Why do people participate in breathwork?
People attend their first breathwork workshop for many reasons. A friend recommended it. They feel curious. They are in the midst of major life changes. They have read about non-ordinary states of consciousness and want to try it. They have done psychedelics in the past with good results, but now want to enter a non-ordinary state without taking a substance. They find themselves attracted to participating, but cannot really say why.
For a while I asked first-time participants to write down the reasons they were attracted to doing breathwork and what effect they thought it would have on their individual developmental process. Some of the answers I received in my public workshops were:
Hope it will help me let go of bottled up emotions and memories.
I'm searching for experiential rather than "book" learning.
I'm ready to go to a new level, new layer to jar something loose.
Curiosity, self-improvement.
To free my body of limitations and surrender my control issues.
Help me move through blocks I can't move through on my own.

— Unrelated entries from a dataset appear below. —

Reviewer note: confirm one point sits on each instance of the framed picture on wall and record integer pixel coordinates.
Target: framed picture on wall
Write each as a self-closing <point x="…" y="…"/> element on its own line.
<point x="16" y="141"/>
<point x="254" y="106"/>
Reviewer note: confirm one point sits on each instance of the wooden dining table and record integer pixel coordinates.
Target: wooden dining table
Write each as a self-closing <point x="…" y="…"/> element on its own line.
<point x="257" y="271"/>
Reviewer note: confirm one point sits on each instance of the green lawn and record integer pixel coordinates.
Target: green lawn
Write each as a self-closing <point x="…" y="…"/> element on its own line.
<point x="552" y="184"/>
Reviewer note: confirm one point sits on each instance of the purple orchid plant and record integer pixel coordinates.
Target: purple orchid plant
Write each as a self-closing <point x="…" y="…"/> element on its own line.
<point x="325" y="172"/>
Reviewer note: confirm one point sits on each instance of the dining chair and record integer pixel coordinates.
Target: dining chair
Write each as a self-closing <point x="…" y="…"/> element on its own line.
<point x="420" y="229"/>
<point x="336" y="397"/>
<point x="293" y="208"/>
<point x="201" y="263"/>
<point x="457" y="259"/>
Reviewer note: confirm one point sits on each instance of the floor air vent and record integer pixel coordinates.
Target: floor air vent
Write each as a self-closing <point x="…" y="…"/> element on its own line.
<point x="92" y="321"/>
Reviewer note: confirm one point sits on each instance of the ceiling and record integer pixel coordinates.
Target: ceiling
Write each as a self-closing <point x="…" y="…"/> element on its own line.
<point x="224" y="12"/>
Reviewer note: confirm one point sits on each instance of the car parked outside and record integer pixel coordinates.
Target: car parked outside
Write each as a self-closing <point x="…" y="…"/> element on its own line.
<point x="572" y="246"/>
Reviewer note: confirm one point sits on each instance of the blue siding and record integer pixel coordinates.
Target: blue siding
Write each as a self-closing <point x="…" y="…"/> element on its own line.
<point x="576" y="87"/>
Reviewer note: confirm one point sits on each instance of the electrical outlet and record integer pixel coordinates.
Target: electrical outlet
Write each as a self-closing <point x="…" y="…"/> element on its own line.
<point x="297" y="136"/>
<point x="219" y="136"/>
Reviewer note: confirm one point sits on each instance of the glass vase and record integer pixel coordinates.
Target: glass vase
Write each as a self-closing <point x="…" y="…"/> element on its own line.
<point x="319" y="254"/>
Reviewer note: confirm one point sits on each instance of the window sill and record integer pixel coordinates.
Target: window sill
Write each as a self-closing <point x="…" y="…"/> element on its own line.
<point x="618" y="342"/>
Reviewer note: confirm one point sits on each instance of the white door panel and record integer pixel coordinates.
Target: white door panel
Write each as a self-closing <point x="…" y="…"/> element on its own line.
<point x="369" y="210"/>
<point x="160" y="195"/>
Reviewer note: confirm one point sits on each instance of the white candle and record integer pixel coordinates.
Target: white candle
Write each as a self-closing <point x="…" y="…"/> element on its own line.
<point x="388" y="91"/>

A friend recommended it. I like the opportunity for growth, the limited defined period of time and the food. I'm not sure what effect it will have.
One woman wrote:
A friend's comments on his own healing got me here. I think it will be opening and healing.
Her experience during that first session was very full. She relived childhood events, birth, and a past life. She felt grief, happiness, sadness, anger, fear. She became compassionate and forgiving toward others and herself. She said she felt closer to God, had a sense of her life's purpose, and felt unity with everything. She summed it up by saying:
I came away with a general sense of empowerment; knowing I will make good decisions and choices. It was good for clearing, healing, refocusing. It would be good for someone writing an autobiography!
A man writes after attending his first workshop:
I loved it! Waves of sadness were followed by awe and joy. I'm fascinated by the process and feel that there is much more there to access.
Another man writes:
I signed up for a workshop and showed up somewhat curious and fearful. I have never been comfortable with group processes or sharing my process or myself with anyone else. However, I successfully entered these uncharted waters and returned unharmed. My experience was not as dramatic as some, but I got in touch with feelings that I was not aware of and entered states of consciousness that I had not previously attained through other forms of meditation.
These examples illustrate different motivations for deciding to participate in breathwork. We each may have a different reason. Here is a closer look at some of the reasons we step into this unknown territory.
Breathing in the midst of life changes
When we are in the midst of life changes, we may want to do something like breathwork. We are usually attracted to breathwork at a time when we are willing to explore. We come when we have the flexibility and the sense of adventure required to expand our idea of who we are and what life is about. Our psyches have called us to attention, and we have responded with the courage to jump into the unknown.
Sometimes that inner call to exploration comes out of the blue. Everything else is working well in our lives, but we still have an urge to experience and understand more. Sometimes we become more willing to undertake the risks of new exploration when we are in crisis, when the urge to change arises from the dissolution of familiar structures in our lives. When we feel in some sense that we have little else to lose, or we need larger, newer structures to accommodate our larger sense of ourselves, we want to try something new.
Such crisis comes in many forms. It may be a change in an external situation, such as loss of a home or the loss of an important relationship through death or separation. It may be a sudden change in our beliefs about life or the world. It could be a change in our own sense of identity. Changes in identity can come about through shifts in career, aging, a change in health status or the sudden recovered memory of childhood physical, emotional, or sexual abuse. Any of these can trigger an urge to explore, heal, and move on.